Alexander Gerst ist für eine ISS-Mission 2014 vorgesehen - Entwarnung: Raumstation wird nicht evakuiert
Köln/Paris - Der deutsche Astronaut Alexander Gerst (35) wird im Jahr 2014 für ein halbes Jahr zur Internationalen Raumstation ISS fliegen. Nach
Angaben der Europäischen Weltraumbehörde (ESA) in Paris hatte sich der
35-Jährige aus Künzelsau in Baden-Württemberg gegen 13.000 Mitbewerber
durchgesetzt. "Ich liebe das Abenteuer. Für mich ist das ein großer Traum",
sagte Gerst am Sonntag im Europäischen
Astronautenzentrum in Köln. Er sei froh, "auf den Schultern" der ESA ins All zu fliegen und so die Tradition der
deutschen Raumfahrt fortzuführen: "Das wird eine großartige Zeit, die auf mich
wartet."
"Natürlich noch sehr viel Training
nötig"
Gerst ergänzte, er habe von seiner Berufung in der Vorwoche erfahren. Er sei sich bewusst, dass kein einfacher Weg vor ihm liege,
bevor er im Dezember 2014 an Bord einer russischen Sojus TMA vom Kosmodrom Baikonur in
Kasachstan ins All geschossen werde. "Da ist natürlich noch sehr viel Training
nötig, durch das ich durchgehen muss." Unter anderem werde er während seiner
Ausbildung in Houston in Texas im Raumanzug in ein Unterwasserbecken gezogen. So
werde die Schwerelosigkeit simuliert, sagte Gerst.

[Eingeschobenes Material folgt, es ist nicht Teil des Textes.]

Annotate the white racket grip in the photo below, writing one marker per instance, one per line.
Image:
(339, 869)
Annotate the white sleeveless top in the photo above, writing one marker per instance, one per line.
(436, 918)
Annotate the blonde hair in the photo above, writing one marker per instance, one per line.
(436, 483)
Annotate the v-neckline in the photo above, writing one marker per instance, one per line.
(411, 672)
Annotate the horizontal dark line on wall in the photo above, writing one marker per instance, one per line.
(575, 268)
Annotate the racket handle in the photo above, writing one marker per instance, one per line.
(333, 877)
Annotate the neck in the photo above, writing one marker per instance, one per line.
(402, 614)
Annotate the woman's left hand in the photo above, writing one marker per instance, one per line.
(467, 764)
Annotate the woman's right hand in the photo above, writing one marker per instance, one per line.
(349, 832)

Bestimmendes Thema an Bord der ISS sei, wie sich Menschen in der
Schwerelosigkeit verhalten. "Das sind wertvolle Erkenntnisse auch für Menschen
auf der Erde", so Gerst. Der Astronaut werde sich in seiner Zeit an Bord der ISS
auch mit Experimenten aus allen Bereichen der Physik, der Humanmedizin und der
Biologie beschäftigen.
Deutsche im Weltraum
Der deutsche Forscher ist der dritte Deutsche an Bord der Station und der
elfte Deutsche im All. Vor ihm hatten Thomas Reiter 2006 und Hans Schlegel 2008
auf der Station gearbeitet. "Die ISS ist der einzige Ort, der uns einen Blick
von außen auf unseren Heimatplaneten ermöglicht. Durch diesen Blickwinkel können
wir gleichzeitig auch sehen, wie verletzlich die Erde ist", sagte Gerst.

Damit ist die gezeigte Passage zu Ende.